In the present case, the subject policy provides coverage for a watercraft within certain navigation limits and as a condition of a lay-up period. It provides coverage for property, liability, longshoremen’s and harbor workers’ compensation, medical payments and uninsured watercrafts. Moreover, the subject policy agrees to “cover the insured watercraft and tender while they are afloat, on shore, or being transported on a land conveyance.”
The evidence provided by the defendant demonstrates that the subject policy is a marine insurance policy, not a fire insurance policy. The plaintiffs have provided no evidence to rebut such a conclusion. As the subject policy is not a fire insurance policy, it is governed by the one-year time limitations of General Statutes § 38a–290 and the limitations of the policy itself.
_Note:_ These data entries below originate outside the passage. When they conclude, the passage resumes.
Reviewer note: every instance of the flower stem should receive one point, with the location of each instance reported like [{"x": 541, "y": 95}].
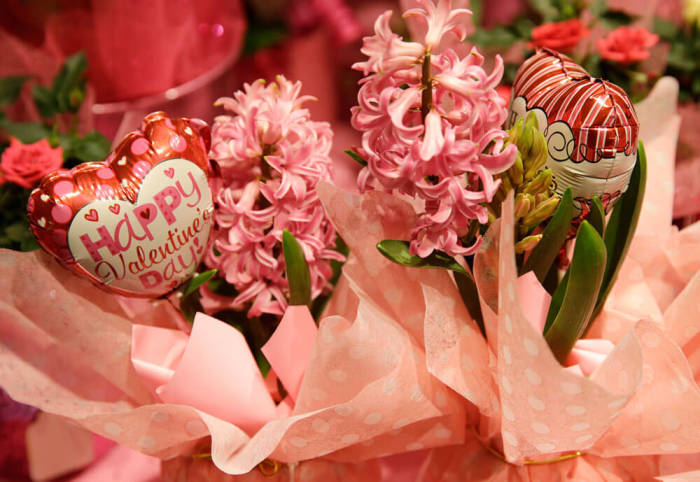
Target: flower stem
[{"x": 427, "y": 82}]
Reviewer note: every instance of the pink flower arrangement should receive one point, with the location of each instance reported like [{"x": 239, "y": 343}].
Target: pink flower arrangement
[
  {"x": 26, "y": 164},
  {"x": 562, "y": 36},
  {"x": 626, "y": 45},
  {"x": 271, "y": 156},
  {"x": 431, "y": 127}
]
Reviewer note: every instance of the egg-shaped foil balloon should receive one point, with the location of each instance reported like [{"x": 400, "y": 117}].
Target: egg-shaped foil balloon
[
  {"x": 136, "y": 224},
  {"x": 589, "y": 124}
]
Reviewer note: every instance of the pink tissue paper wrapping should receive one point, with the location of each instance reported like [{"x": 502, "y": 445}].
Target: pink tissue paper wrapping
[{"x": 366, "y": 391}]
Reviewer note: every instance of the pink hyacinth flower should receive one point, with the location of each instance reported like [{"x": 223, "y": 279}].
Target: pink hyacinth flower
[
  {"x": 443, "y": 148},
  {"x": 271, "y": 156}
]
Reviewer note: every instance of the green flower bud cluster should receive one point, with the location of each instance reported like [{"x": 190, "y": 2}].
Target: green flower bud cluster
[{"x": 531, "y": 181}]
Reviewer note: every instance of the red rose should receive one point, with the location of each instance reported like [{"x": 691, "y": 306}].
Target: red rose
[
  {"x": 626, "y": 45},
  {"x": 26, "y": 164},
  {"x": 560, "y": 36}
]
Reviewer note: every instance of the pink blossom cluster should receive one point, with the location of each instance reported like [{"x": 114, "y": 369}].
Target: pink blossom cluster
[
  {"x": 431, "y": 126},
  {"x": 271, "y": 156}
]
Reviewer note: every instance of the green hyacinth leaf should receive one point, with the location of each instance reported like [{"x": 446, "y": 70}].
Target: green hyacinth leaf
[
  {"x": 298, "y": 274},
  {"x": 597, "y": 215},
  {"x": 553, "y": 238},
  {"x": 398, "y": 251},
  {"x": 622, "y": 225},
  {"x": 581, "y": 292}
]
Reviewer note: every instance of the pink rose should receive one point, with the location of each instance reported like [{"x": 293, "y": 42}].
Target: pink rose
[
  {"x": 26, "y": 164},
  {"x": 562, "y": 36},
  {"x": 626, "y": 45}
]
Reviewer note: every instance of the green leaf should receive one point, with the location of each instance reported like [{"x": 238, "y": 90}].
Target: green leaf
[
  {"x": 523, "y": 27},
  {"x": 298, "y": 274},
  {"x": 581, "y": 291},
  {"x": 598, "y": 7},
  {"x": 553, "y": 237},
  {"x": 470, "y": 297},
  {"x": 356, "y": 157},
  {"x": 545, "y": 9},
  {"x": 622, "y": 225},
  {"x": 25, "y": 132},
  {"x": 198, "y": 281},
  {"x": 398, "y": 251},
  {"x": 260, "y": 36},
  {"x": 597, "y": 215},
  {"x": 10, "y": 88},
  {"x": 557, "y": 300},
  {"x": 45, "y": 101},
  {"x": 69, "y": 84},
  {"x": 477, "y": 8}
]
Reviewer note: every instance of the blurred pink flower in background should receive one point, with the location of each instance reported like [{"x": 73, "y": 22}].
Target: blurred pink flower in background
[
  {"x": 430, "y": 122},
  {"x": 271, "y": 155},
  {"x": 562, "y": 36},
  {"x": 26, "y": 164},
  {"x": 627, "y": 45}
]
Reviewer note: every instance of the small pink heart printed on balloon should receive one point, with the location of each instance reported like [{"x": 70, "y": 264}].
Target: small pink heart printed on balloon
[{"x": 92, "y": 216}]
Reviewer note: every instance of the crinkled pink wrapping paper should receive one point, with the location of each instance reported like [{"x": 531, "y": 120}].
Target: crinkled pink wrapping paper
[{"x": 366, "y": 392}]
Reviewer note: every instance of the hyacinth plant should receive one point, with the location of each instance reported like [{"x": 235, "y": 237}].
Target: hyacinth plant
[
  {"x": 431, "y": 124},
  {"x": 431, "y": 127},
  {"x": 270, "y": 156}
]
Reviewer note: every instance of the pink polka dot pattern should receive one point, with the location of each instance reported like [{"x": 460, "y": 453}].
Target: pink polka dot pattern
[
  {"x": 105, "y": 173},
  {"x": 177, "y": 143},
  {"x": 61, "y": 213},
  {"x": 63, "y": 188},
  {"x": 104, "y": 192},
  {"x": 139, "y": 146},
  {"x": 141, "y": 168},
  {"x": 537, "y": 421}
]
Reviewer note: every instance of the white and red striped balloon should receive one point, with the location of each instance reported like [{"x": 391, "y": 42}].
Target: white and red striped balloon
[{"x": 589, "y": 124}]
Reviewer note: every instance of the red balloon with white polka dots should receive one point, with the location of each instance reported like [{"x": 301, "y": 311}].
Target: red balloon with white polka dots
[{"x": 137, "y": 223}]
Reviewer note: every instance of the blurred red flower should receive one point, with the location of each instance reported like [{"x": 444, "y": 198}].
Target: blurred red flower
[
  {"x": 626, "y": 45},
  {"x": 562, "y": 36},
  {"x": 26, "y": 164}
]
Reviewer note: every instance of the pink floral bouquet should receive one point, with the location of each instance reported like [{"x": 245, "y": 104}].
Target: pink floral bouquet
[{"x": 546, "y": 336}]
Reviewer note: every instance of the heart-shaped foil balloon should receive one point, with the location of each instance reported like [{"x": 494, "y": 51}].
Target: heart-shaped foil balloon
[
  {"x": 589, "y": 124},
  {"x": 137, "y": 223}
]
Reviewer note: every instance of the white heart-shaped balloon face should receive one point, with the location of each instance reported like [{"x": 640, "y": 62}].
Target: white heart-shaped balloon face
[{"x": 151, "y": 246}]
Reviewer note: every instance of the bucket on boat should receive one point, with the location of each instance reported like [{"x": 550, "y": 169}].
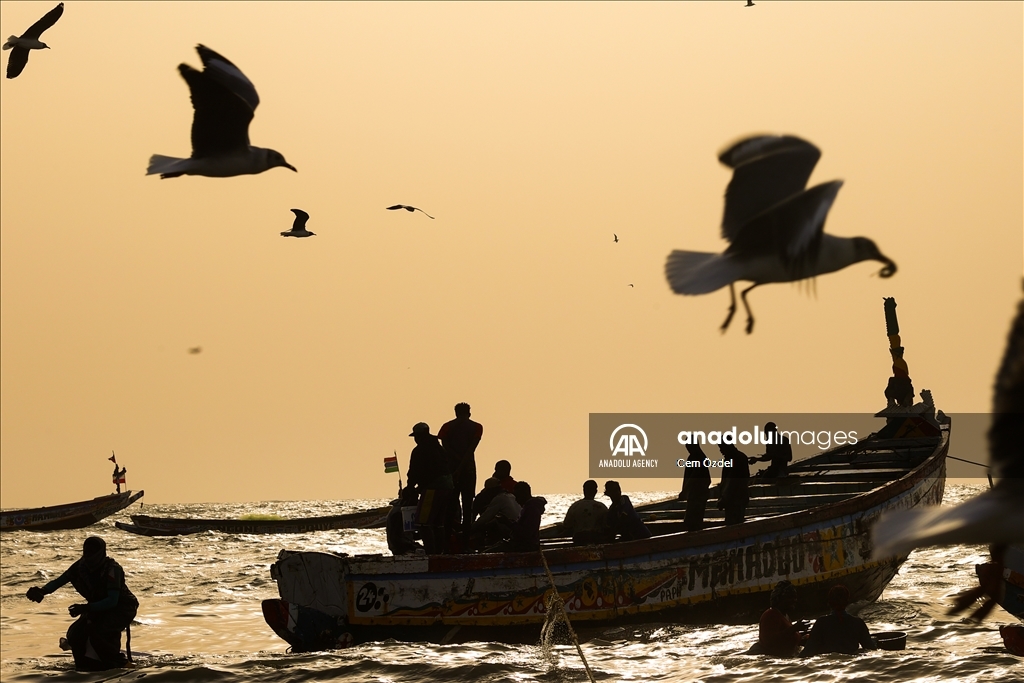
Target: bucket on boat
[
  {"x": 891, "y": 640},
  {"x": 409, "y": 518}
]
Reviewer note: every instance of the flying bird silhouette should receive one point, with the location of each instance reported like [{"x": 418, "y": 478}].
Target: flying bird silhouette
[
  {"x": 775, "y": 226},
  {"x": 299, "y": 225},
  {"x": 19, "y": 45},
  {"x": 410, "y": 209},
  {"x": 223, "y": 100}
]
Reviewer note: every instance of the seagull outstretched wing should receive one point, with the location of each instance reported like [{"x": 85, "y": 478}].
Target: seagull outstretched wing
[
  {"x": 49, "y": 18},
  {"x": 19, "y": 55},
  {"x": 767, "y": 169},
  {"x": 792, "y": 229},
  {"x": 222, "y": 102},
  {"x": 300, "y": 219}
]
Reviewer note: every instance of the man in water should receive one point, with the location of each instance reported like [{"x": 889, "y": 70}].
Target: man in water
[
  {"x": 776, "y": 634},
  {"x": 587, "y": 519},
  {"x": 839, "y": 632},
  {"x": 460, "y": 438},
  {"x": 95, "y": 638}
]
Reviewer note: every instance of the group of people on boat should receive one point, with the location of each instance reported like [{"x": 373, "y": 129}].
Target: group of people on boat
[
  {"x": 450, "y": 515},
  {"x": 734, "y": 494},
  {"x": 836, "y": 632}
]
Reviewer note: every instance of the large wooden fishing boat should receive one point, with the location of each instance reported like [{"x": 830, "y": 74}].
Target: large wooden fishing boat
[
  {"x": 811, "y": 527},
  {"x": 70, "y": 515},
  {"x": 147, "y": 525}
]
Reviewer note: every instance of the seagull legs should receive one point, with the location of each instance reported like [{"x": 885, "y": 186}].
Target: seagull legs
[
  {"x": 750, "y": 315},
  {"x": 732, "y": 308}
]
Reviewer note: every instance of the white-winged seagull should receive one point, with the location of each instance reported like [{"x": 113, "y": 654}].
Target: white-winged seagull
[
  {"x": 774, "y": 225},
  {"x": 299, "y": 225},
  {"x": 410, "y": 209},
  {"x": 223, "y": 100},
  {"x": 19, "y": 45}
]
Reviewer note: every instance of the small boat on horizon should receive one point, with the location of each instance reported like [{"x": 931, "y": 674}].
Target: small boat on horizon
[
  {"x": 69, "y": 515},
  {"x": 148, "y": 525}
]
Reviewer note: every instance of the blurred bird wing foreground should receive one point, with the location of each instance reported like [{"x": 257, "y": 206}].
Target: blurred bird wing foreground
[
  {"x": 767, "y": 169},
  {"x": 791, "y": 229},
  {"x": 223, "y": 100},
  {"x": 19, "y": 54},
  {"x": 300, "y": 219},
  {"x": 995, "y": 516}
]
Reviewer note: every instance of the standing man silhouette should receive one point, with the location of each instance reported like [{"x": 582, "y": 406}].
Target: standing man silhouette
[{"x": 460, "y": 437}]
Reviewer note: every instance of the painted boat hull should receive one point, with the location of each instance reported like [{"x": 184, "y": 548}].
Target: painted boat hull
[
  {"x": 70, "y": 515},
  {"x": 146, "y": 525},
  {"x": 721, "y": 574}
]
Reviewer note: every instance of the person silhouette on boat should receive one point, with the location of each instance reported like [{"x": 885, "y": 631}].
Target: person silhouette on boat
[
  {"x": 400, "y": 541},
  {"x": 94, "y": 638},
  {"x": 778, "y": 452},
  {"x": 587, "y": 519},
  {"x": 497, "y": 516},
  {"x": 839, "y": 632},
  {"x": 526, "y": 529},
  {"x": 429, "y": 475},
  {"x": 503, "y": 472},
  {"x": 623, "y": 519},
  {"x": 460, "y": 438},
  {"x": 776, "y": 634},
  {"x": 696, "y": 481},
  {"x": 734, "y": 491}
]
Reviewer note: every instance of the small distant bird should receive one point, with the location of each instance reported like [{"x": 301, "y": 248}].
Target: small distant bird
[
  {"x": 299, "y": 225},
  {"x": 19, "y": 45},
  {"x": 410, "y": 209},
  {"x": 223, "y": 100},
  {"x": 775, "y": 226}
]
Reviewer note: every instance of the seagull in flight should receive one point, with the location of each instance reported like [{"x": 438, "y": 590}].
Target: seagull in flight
[
  {"x": 410, "y": 209},
  {"x": 224, "y": 101},
  {"x": 775, "y": 226},
  {"x": 299, "y": 226},
  {"x": 19, "y": 45}
]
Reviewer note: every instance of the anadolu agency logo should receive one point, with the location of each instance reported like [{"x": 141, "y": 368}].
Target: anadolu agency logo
[{"x": 628, "y": 444}]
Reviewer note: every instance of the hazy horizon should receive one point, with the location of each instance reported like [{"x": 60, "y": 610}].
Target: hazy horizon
[{"x": 534, "y": 133}]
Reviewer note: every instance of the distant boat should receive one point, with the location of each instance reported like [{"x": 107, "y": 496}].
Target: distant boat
[
  {"x": 146, "y": 525},
  {"x": 70, "y": 515}
]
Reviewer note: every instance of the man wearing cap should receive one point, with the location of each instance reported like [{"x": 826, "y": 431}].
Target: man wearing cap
[
  {"x": 429, "y": 475},
  {"x": 460, "y": 438},
  {"x": 95, "y": 638}
]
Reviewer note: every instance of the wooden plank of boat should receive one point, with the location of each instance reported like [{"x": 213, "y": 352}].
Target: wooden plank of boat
[
  {"x": 148, "y": 525},
  {"x": 719, "y": 573},
  {"x": 69, "y": 515}
]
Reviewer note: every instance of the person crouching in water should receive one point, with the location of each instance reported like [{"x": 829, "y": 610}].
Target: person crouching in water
[
  {"x": 776, "y": 634},
  {"x": 839, "y": 632},
  {"x": 95, "y": 638}
]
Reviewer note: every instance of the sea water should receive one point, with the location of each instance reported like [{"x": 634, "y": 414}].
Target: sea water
[{"x": 201, "y": 619}]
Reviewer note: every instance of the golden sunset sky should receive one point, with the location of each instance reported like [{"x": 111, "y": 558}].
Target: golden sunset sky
[{"x": 534, "y": 132}]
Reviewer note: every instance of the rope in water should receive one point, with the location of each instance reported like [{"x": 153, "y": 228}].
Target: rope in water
[{"x": 556, "y": 601}]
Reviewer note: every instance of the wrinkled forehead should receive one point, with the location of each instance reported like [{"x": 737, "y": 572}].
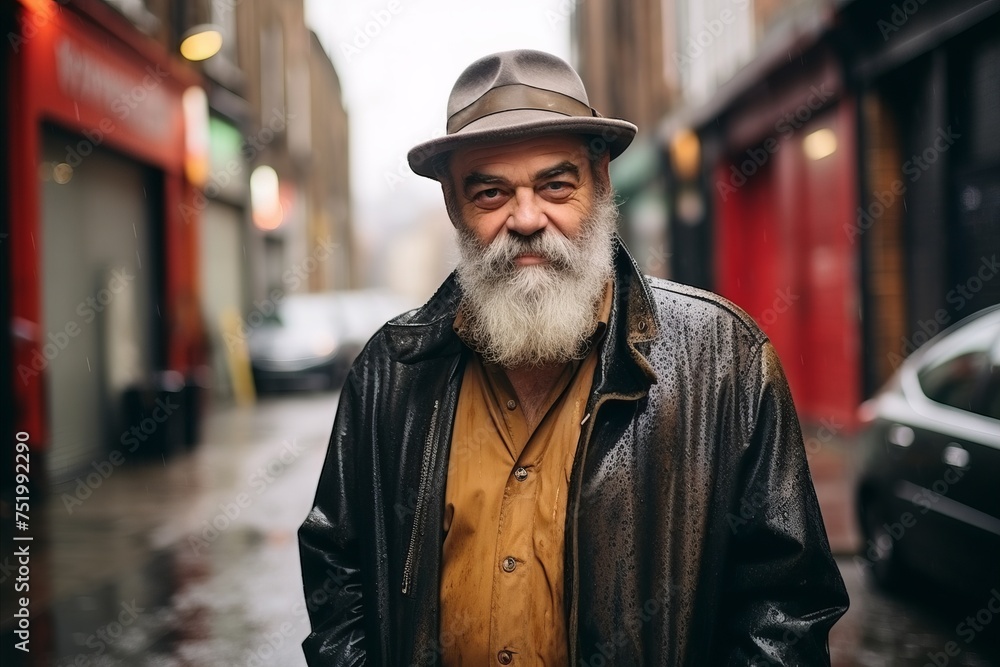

A provision in an insurance policy requiring suit to be brought within one year of the loss is a valid contractual obligation, and the rights of the parties under the contract must be governed by the rules of law applicable to contracts. Monteiro v. American Home Assurance Co., 177 Conn. 281, 283, 416 A.2d 1189 (1977). The action was not commenced within that one-year time limitation and, therefore, the action is time-barred. There is no genuine issue of material fact. The defendant is entitled to summary judgment.
Since the court has found that the applicable time limitation is set forth in General Statutes § 38a–290, it does not consider the plaintiff’s claim that the change in time limitation in § 38a–307 by Public Act 09–164 caused conformity in the existing policy to the new and more expansive time limitation upon the act’s effective date.
ORDER
The defendant’s motion for summary judgment (105.00) is granted. The plaintiff’s objection to the motion (109.00) is overruled.